Kitchen Witchery: Dandelion Salve

Summer seems to have come quite early to Tennessee this year. Everything has greened up and its been in the 80's here for the past few weeks! The sunshine has been lavish and the goats are loving the tender new leaves cropping up everywhere... 

The super warm weather has made us kick into high gear, trying to get the garden and everything else under the sun done before it's "too late" and we starve, or eat more WallMart produce (I think we'd starve). This week, this has meant shoveling lots of gravel (fun!). At some point in time, someone here was much enamoured of gravel, as evidenced by its prolific abundance in every imaginable nook and cranny. Covering the patio (why?), embedded in weeds and grass as an abstract walkway accented by truck mud flaps (huh?), piled against one side of the house so that the storm water drains right into our crawl space...  

I'm working on the garden this week and am kicking off my gravel extraction mission by clearing off the patio so I don't have to weed it, and it's actually pleasant to use (ie. more pleasant than shards of glass hidden betwixt sharp hunks of rock and rusted old beer bottle caps).
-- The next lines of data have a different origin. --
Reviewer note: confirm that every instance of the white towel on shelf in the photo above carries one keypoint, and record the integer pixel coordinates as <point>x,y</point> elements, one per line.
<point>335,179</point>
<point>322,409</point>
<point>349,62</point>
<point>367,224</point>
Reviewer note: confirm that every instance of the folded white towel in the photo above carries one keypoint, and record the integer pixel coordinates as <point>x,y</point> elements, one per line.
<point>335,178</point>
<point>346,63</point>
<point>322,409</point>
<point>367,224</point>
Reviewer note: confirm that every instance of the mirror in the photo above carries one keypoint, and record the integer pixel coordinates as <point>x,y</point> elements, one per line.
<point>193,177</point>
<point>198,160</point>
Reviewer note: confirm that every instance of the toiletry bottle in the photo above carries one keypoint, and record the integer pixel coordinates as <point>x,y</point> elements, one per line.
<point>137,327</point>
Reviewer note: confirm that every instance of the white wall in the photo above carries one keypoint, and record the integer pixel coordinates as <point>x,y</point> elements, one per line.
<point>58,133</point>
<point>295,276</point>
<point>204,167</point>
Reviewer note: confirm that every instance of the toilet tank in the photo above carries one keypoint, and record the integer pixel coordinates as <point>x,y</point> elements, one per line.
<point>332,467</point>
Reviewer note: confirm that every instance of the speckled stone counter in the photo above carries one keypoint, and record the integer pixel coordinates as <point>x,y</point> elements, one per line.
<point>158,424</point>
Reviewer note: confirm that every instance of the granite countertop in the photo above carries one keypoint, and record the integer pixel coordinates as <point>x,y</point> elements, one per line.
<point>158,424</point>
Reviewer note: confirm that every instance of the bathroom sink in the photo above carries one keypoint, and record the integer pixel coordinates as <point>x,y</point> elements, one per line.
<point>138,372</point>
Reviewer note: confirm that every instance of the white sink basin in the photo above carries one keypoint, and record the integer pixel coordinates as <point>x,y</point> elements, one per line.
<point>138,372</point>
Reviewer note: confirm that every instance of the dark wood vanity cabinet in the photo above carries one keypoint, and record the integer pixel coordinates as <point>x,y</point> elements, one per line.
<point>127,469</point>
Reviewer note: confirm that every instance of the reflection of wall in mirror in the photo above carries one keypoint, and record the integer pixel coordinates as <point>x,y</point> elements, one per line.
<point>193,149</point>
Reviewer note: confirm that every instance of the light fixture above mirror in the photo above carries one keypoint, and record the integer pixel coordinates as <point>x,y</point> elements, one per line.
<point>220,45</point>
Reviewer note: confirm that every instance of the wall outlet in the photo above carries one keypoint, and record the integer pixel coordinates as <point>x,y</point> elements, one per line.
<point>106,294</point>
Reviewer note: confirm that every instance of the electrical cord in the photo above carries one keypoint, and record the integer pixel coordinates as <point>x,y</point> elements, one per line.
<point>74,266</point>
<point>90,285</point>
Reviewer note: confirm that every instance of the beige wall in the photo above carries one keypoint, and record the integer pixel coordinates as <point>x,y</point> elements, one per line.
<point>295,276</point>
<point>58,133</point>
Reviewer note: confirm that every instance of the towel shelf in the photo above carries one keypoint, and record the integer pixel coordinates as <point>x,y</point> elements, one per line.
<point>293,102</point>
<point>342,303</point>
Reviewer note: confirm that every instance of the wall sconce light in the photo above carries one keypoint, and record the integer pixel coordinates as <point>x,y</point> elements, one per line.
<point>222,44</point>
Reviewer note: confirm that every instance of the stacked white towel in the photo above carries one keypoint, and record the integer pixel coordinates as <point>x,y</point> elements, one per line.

I've been chipping away at it every morning before it gets crazy hot, 2 or 3 wheelbarrow full a day and I'm almost there. My farm muscles have been growing (I can actually crack Scrapple's back with a bear hug now), but I'm not quite popeye yet. That is to say, I've been really sore.

Somehow, with perfect timing, a little recipe popped up in my email this morning for Dandelion Salve. Dandelion flowers have weak analgesic properties, and the salve can be rubbed on sore muscles or joints for natural relief. Perfect! If there's something we have around here in as much abundance as sore muscles, it's dandelions!

The recipe is from Raganella, a neat little company started in Brooklyn when we were living there. The woman who started it is amazing and has all sorts of great natural blends for cleaning, bath, and body. She always gave really interesting demos at the market and I always wish I had asked her more questions! 

I collected the dandelions this morning (after gravel shoveling) and they're now sitting in a little jar on my windowsill as directed. In a few weeks I'll let you know how it turns out, but I thought I'd share this with you now, while the flowers are in full attack mode (at least here!).

Raganella's Dandelion Salve Instructions:

First, infuse the oil
Fill a mason jar to the top with freshly picked, yet slightly wilted dandelion blossoms. Cover with good quality oil, like olive oil (first cold pressing) or sesame (my favorite). Grab a chopstick and stir, ensuring there are no air pockets around the blossoms. Cover the jar with cheesecloth (you can screw the outer ring of a mason jar lid around it, or use a rubber band to secure it). Place in a sunny window for 4 to 6 weeks. 

Then decant it
Decant the oil by straining out the blossoms through a layer of cheesecloth, placed over a fine mesh sieve. I like to place this over a large pyrex measuring cup with a pour spout. Squeeze all of the oil out of blossoms, then add the marc (the squeezed out plant material) to your compost. Pour your infused oil into a dark glass jar for storage. Recycled amber glass vitamin bottles work well. 

To make 2 oz of salve
Create a double boiler with a pyrex measuring cup in a simmering pot of water. Place 1/4 ounce of beeswax in the pyrex and let it melt. Add 1 3/4 ounces of infused oil to the pyrex. Stir the beeswax and oil until the beeswax is melted. Take the mixture off the heat. Pour into a 2 ounce amber glass jar.